It Only Costs $500 to Ride a Manatee in Florida

A woman in St. Petersburg, Florida was arrested yesterday after the local sheriff's department published photos of her riding a manatee in nearby Tampa Bay. The woman, identified as Ana Gloria Garcia Gutierrez, has been charged with violating the Florida Marine Sanctuary Act, which seeks to "protect and preserve living and other resources of the Florida Keys marine environment."

Deputies said that Ana admitted to "touching and riding a manatee at Fort Desoto Park" back in September, but "did not realize" it was against the law to do so at the time, having recently moved to the area. Earlier in October, the sheriff's department declined to arrest Ana after she submitted to questioning since she had not committed a crime in the presence of any deputies. Instead they forwarded her case along to the State Attorney's Office, which issued a warrant and arrested her yesterday.

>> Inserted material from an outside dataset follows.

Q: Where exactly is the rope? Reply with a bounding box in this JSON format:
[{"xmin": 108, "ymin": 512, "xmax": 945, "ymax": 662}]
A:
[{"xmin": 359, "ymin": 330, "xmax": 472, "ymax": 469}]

The charge carries with it either a fine up to $500 or a maximum of 60 days in jail, which seems a small price to pay for a once-in-a-lifetime experience like riding a manatee. Anyone with a halfway decent breaststroke can swim with dolphins; dolphins have no discernible taste in swimming partners and will just as happily bound alongside a person as they will a dead jellyfish or photo-degraded plastic debris field.

A manatee, however - these gentle giants that can live to be 60 years old and drift sagely from drowned forest to swamp to open sea - that's something worth swimming with. If you can do one better and coax one of them into letting you ride on its back like Amphitrite herself, then that's worth whatever cost those land-dwelling lawmen try to exact from you.

Officials believe that the manatee has survived its encounter with Ana with all its facilities and faculties intact.